A: Well, in writing The Second Coming, I found the South, and particularly North Carolina, a valuable setting because of the peculiar confluence of two things that have happened in the South in the past ten or twenty years: number one, what's been called the power shift--the shift of power and money to the South. For the first time since the Civil War, the South is getting rich. And the other thing is the tremendous re-Christianization of the South--high-powered evangelical Christianity. Thus, it's of value to me to take a man like Will Barrett and set him down in the South: he finds himself in what the psychiatrists call a "double bind"--a no-win situation. From the beginning, and all through his life he has experienced a loss of sovereignty which has occurred in the lives of most of us as well, even though we appear to be freer, to have more, to be more individualistic, to have access to more than any people on earth. Despite this, a loss of sovereignty has occurred so that we are more subject to invisible authority--scientists and so forth. We now think of what one should do in a certain situation, not what I should do. Will Barrett is a man who, whatever his faults, has reclaimed sovereignty; he demands to know what it's all about--and he always has.

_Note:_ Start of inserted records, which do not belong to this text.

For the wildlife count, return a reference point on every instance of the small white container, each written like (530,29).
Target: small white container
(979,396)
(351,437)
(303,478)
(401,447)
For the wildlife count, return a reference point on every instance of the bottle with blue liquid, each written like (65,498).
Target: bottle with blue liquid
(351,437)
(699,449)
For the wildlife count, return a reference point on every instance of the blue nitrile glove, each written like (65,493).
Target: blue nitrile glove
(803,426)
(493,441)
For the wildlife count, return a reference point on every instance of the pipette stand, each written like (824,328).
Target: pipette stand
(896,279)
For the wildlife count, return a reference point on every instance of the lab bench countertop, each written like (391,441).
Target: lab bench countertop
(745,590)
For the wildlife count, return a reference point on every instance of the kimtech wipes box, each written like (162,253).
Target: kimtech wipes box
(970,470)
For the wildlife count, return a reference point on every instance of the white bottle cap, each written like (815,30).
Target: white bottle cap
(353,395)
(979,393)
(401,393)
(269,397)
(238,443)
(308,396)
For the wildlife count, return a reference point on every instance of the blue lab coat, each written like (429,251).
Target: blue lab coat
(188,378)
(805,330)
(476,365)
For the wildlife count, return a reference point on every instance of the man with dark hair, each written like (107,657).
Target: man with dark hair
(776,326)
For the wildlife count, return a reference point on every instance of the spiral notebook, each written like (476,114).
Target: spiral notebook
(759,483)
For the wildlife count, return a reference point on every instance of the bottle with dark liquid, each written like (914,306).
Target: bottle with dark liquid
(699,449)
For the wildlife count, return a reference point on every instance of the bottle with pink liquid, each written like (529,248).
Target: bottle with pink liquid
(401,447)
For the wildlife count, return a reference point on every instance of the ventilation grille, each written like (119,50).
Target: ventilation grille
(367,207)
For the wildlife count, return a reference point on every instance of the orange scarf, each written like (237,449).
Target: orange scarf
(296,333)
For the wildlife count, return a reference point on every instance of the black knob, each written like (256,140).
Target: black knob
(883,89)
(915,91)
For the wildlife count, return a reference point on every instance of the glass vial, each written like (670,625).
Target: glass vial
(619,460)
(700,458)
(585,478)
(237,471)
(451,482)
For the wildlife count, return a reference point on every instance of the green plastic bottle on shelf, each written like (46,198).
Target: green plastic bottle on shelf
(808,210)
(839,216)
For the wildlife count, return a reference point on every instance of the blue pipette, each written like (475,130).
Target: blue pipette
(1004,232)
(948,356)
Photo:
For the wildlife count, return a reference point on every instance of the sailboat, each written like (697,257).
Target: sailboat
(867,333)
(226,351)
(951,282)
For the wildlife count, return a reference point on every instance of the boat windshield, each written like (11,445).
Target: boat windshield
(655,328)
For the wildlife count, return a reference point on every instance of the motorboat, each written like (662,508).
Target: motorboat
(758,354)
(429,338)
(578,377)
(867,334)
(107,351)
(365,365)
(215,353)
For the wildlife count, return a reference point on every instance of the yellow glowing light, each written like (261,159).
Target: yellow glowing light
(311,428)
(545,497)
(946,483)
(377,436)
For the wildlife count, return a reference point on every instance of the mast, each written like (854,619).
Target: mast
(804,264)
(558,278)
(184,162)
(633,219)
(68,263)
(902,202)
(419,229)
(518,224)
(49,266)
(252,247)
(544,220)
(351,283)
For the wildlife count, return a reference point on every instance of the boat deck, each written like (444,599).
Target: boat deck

Q: As long as we're discussing dramatic conflict, let's discuss the conflict between you and classical psychiatry. The relationship between Will and Allie in The Second Coming seems to belie what psychologists and psychiatrists counsel people to do these days. They tell people to sit down and come to know and approve of themselves by themselves, and there's a fallacy in that kind of solitary pep talk.
A: Yes. You have to define that self through ordeal, which the psychologists don't tell people. And God knows, it takes an awful lot of ordeal--Will has to almost shoot himself and Allie has to go crazy--and what I'm saying is that it takes an awful lot these days to come to a sense of self. It doesn't do any good to be told how to live, and it doesn't do any good to tell yourself how to live. You have to learn it yourself, through ordeal. And the language fails, unless you do it by ordeal.

1 comment:

  1. I like that; I agree. I would add you have to learn through ordeal in community; which is why the Church and the Gospel's implications are so powerful if embraced this way.